马缨杜鹃是全球著名的观赏植物。其在中国西南地区的分布涵盖了多种不同的生境和环境。然而,在分子水平上对马缨杜鹃属的研究还相对较少,这阻碍了人们对其进化、物种形成和次生代谢物合成以及对不同环境的广泛适应性的理解。在这里,我们报告了马缨杜鹃 var. delavayi(Ericaceae 中测序的第二个基因组)的基因组组装和基因注释,这将有助于该科的研究。基因组组装将在基因组辅助品种培育方面有进一步的应用。最终组装的马缨杜鹃 var. delavayi 基因组大小(695.09 Mb)接近通过 k-mer 分析估计的 697.94 Mb。总共从 9 个文库(插入大小范围从 170 bp 到 40 kb)生成了 336.83 Gb 的原始 Illumina HiSeq 2000 读取,实现了 ×482.6 的原始测序深度。经过质量过滤,获得了 246.06 Gb 的清洁读取,覆盖率深度为 ×352.55。
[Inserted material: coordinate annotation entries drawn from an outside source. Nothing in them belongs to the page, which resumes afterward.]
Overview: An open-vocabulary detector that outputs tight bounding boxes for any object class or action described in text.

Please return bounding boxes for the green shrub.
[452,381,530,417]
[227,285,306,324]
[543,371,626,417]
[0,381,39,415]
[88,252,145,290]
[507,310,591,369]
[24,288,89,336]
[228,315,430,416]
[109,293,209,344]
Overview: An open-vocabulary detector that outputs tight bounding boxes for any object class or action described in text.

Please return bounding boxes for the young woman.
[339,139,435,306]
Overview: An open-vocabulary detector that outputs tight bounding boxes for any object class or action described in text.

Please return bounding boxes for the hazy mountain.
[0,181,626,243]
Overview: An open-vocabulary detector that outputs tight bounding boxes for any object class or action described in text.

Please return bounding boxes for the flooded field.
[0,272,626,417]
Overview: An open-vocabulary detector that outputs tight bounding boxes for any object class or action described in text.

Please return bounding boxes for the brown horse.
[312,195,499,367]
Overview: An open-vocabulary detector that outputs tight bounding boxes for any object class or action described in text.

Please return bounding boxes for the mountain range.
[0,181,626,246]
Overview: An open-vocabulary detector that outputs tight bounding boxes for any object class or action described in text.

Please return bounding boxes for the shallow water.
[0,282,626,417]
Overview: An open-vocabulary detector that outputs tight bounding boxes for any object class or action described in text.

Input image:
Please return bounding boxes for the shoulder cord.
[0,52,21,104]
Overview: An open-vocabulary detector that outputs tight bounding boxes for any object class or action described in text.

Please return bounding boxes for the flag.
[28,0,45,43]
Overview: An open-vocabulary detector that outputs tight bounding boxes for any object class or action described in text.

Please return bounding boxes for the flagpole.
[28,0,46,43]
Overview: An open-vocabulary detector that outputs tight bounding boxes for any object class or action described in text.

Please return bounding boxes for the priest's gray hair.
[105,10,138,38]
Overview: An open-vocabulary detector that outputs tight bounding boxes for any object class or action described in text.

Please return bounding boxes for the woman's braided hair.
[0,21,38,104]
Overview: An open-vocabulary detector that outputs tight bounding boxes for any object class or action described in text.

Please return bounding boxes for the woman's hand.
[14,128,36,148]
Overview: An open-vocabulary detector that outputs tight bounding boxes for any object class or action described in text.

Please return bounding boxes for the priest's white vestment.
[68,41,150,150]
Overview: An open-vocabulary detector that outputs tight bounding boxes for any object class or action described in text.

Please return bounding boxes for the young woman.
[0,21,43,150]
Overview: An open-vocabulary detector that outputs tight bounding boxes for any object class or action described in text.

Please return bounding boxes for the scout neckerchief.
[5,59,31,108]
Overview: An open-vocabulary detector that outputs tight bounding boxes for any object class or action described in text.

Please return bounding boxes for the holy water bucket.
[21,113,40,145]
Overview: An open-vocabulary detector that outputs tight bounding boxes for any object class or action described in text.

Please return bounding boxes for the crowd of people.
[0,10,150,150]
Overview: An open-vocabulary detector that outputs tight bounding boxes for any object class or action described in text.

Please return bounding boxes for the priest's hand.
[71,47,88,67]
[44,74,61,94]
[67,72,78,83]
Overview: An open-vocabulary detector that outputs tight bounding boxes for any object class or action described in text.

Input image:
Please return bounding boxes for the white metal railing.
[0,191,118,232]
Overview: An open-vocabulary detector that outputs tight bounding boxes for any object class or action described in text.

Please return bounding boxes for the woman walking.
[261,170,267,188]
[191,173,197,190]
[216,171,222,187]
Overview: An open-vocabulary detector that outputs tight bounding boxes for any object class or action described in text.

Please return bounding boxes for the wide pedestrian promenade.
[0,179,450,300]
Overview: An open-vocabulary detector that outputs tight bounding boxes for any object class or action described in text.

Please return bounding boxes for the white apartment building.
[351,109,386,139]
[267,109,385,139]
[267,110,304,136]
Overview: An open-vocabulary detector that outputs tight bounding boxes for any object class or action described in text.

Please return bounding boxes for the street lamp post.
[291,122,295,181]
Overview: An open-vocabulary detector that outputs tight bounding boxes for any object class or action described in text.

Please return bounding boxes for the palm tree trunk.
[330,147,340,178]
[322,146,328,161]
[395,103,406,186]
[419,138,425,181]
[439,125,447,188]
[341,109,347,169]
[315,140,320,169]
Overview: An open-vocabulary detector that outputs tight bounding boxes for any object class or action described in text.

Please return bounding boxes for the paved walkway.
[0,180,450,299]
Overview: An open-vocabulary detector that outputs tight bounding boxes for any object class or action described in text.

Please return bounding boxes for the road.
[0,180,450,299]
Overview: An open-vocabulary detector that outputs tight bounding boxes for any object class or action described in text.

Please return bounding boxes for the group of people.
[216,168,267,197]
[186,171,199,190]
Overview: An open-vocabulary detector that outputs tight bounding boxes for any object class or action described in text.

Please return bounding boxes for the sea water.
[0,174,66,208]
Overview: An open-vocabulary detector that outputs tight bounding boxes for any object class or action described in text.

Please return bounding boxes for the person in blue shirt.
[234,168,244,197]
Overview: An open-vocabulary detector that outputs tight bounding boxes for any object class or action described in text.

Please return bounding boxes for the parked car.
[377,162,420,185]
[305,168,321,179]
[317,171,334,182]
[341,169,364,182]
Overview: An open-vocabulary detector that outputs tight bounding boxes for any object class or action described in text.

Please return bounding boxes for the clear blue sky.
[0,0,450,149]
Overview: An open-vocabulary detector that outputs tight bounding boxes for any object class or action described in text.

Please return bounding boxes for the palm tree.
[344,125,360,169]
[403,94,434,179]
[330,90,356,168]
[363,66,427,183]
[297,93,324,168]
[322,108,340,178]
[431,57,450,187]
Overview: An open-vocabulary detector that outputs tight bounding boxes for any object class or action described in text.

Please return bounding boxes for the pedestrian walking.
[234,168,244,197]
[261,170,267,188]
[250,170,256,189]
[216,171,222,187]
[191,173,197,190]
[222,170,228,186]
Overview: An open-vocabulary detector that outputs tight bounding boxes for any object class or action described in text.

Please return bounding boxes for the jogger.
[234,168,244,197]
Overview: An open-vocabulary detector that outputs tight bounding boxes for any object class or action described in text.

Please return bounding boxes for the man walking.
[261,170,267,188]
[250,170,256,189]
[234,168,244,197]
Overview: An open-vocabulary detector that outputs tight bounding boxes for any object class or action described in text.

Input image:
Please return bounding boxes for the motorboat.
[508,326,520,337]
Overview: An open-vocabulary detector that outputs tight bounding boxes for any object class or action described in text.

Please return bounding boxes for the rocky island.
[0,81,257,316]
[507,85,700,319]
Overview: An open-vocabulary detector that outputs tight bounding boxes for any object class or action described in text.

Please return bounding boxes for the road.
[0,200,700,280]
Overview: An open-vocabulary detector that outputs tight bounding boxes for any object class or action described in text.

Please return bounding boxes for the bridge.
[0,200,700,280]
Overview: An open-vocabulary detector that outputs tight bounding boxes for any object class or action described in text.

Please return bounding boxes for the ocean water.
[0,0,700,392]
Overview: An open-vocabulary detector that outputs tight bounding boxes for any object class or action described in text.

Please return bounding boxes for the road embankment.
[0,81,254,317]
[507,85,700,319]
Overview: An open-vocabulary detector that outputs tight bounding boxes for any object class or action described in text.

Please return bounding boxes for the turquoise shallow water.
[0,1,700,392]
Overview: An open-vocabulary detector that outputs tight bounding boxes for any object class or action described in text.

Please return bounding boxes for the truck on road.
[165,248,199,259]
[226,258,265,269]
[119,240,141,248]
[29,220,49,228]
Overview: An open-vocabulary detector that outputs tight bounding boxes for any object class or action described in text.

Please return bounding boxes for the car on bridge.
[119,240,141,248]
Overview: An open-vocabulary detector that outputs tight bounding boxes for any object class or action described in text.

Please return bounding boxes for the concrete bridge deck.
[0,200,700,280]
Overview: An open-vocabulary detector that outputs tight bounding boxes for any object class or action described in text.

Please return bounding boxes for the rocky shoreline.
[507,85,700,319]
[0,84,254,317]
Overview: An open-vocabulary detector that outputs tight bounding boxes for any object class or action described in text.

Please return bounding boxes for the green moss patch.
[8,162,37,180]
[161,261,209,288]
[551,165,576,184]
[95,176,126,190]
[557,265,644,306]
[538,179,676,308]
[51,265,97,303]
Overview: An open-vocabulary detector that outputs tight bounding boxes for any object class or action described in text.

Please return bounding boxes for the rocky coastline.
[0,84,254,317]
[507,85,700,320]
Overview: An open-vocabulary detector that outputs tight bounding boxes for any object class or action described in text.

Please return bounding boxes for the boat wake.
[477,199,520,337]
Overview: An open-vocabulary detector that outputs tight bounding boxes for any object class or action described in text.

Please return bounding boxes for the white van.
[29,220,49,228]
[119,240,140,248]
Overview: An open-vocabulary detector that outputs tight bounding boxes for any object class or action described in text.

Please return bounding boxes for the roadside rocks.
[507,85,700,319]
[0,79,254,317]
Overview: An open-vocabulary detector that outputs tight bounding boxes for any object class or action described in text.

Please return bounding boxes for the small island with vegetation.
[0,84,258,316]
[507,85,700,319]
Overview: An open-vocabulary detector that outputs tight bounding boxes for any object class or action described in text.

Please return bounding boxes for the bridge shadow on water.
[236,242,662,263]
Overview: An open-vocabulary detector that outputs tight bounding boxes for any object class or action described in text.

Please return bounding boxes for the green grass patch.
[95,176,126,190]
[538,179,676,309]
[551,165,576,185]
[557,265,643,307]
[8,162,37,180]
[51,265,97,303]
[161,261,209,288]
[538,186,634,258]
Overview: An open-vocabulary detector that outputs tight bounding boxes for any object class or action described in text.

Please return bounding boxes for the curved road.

使用 Platanus 进行组装得到了 695.09 Mb 的总支架长度,contig N50 为 61.8 kb,支架 N50 为 637.83 kb。基因预测导致注释了 32938 个蛋白质编码基因。通过 CEGMA 和 BUSCO 评估基因组的完整性,分别达到了 95.97%和 92.8%。通过 CEGMA 和 BUSCO 评估基因注释的完整性,分别达到了 97.01%和 87.4%。基因注释表明,马缨杜鹃基因组的 51.77%由转座元件组成,37.48%由长末端重复元件(LTRs)组成。马缨杜鹃 var. delavayi(以下简称马缨杜鹃)的从头组装基因组是 Ericaceae 科的第二个基因组资源,将为未来对马缨杜鹃属的比较基因组研究提供有价值的资源。马缨杜鹃基因组序列的可用性有望为科学家提供一个工具,以解决与马缨杜鹃属中环境相互作用的分子机制相关的开放性问题,更准确地了解该属的进化过程和系统发育,促进编码药用重要化合物的基因的鉴定,并加速分子育种以释放优良品种。